Say what you like about British director Michael Winterbottom; at least he’s never predictable. Indeed, his genre-hopping career makes it seem as if Winterbottom has an almost pathological fear of being pigeon-holed.
Unnamed Bleak Future
Code 46 is his latest collaboration with acclaimed screenwriter Frank Cottrell Boyce (after the excellent 24 Hour Party People). As such, it’s a thoughtful, low-key sci-fi romance with an intelligent script and strong performances from both Morton and Robbins.
The film is set in an unnamed future where much of the world is desert and access to cities is strictly controlled. Tim Robbins plays William Geld, an investigator on the trail of fake ‘papelles’ (papers). However, after he uncovers the forger (Samantha Morton), he falls in love with her, so he conceals her crime and they have an affair.
When he then uses a fake ‘papelle’ to come and visit her again he discovers she has been arrested for a violation of Code 46 – an unauthorised sexual relationship with someone who is genetically related (and therefore incompatible).
The design of Code 46 is extremely impressive. Winterbottom and Boyce eschew special effects and expensive sets in favour of some terrific, unusual location work (much of the film was shot in Shanghai, as well as Dubai and Jaipur for the desert scenes) and an intelligent script that is peppered with familiar foreign words and phrases.

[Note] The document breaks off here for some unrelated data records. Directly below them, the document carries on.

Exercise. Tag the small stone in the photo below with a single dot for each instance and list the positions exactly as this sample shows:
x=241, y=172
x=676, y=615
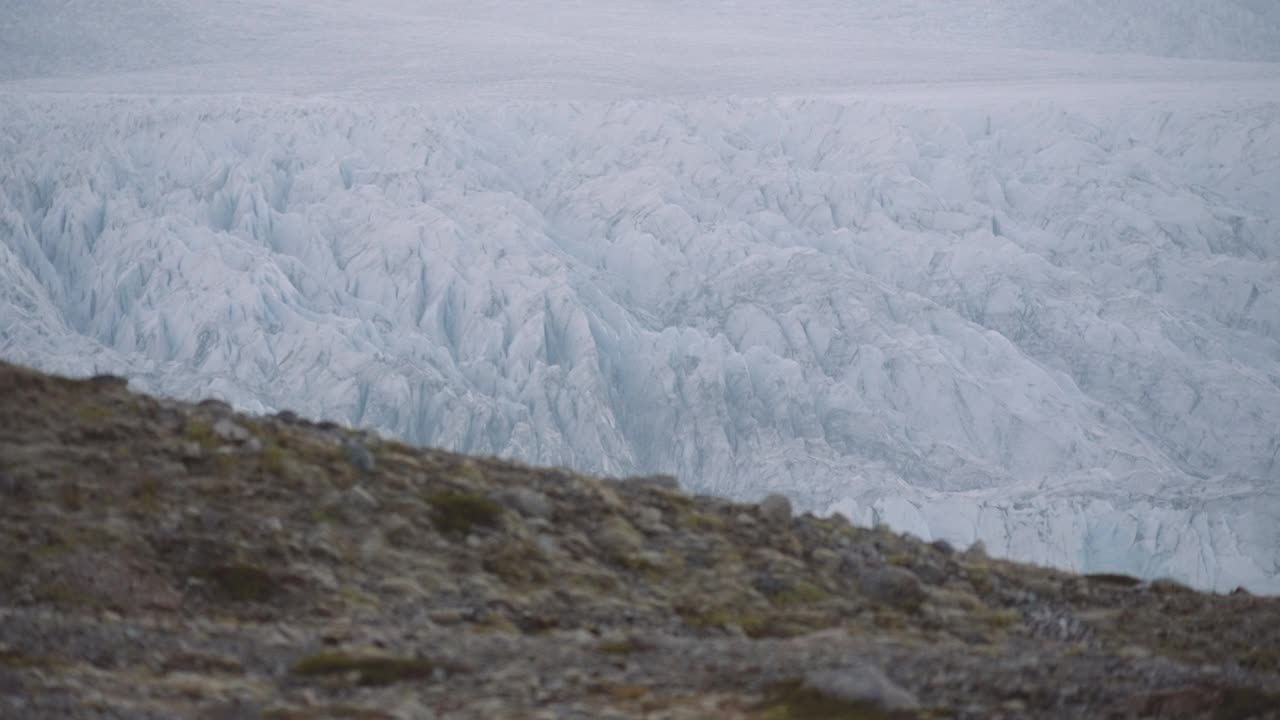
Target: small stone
x=826, y=559
x=361, y=497
x=231, y=432
x=360, y=456
x=862, y=684
x=618, y=537
x=656, y=482
x=776, y=509
x=649, y=519
x=896, y=587
x=109, y=381
x=526, y=502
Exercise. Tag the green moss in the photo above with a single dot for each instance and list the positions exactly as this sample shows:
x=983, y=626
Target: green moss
x=241, y=583
x=791, y=700
x=368, y=669
x=146, y=493
x=69, y=497
x=1246, y=702
x=460, y=511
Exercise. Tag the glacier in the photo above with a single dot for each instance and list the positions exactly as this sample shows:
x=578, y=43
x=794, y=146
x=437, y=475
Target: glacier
x=1027, y=295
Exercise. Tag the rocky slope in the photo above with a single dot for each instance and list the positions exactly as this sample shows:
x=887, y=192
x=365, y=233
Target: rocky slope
x=172, y=560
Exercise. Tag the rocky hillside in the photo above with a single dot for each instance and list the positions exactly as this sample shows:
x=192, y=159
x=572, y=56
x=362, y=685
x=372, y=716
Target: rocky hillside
x=168, y=560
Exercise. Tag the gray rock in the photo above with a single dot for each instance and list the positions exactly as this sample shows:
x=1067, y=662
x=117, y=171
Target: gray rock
x=896, y=587
x=361, y=497
x=525, y=501
x=862, y=684
x=216, y=406
x=109, y=381
x=657, y=482
x=776, y=509
x=228, y=431
x=360, y=456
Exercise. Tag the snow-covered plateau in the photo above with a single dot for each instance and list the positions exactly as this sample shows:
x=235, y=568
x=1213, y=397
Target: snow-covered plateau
x=949, y=267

It’s to Boyce’s credit that this actually sounds convincing rather than jarring and it adds considerably to both the atmosphere and the realism of the film.
Robbins And Morton Excellent
Robbins and Morton are both excellent and there are some impressively tense sequences that play on the vaguely film noir-like aspects of the plot (detective falling for his suspect; amnesia; covering up a crime and hoping not to get caught).
There’s also good support from Om Puri and fans of a well-known soap opera can play Spot The EastEnder during the desert checkpoint scenes. (Okay, it’s Tariq – and he’s pretty good too).
If there’s a problem with the film it’s that it seems curiously muted at times, to the point where potentially emotional or dramatic scenes seem underplayed or undeveloped. It has a deliberately low-key approach that works well in places but leaves you wishing for more emotional depth in others.
That said, Code 46 is an interesting, intelligent, well-acted sci-fi film and that sort of thing doesn’t come along very often. Worth seeing.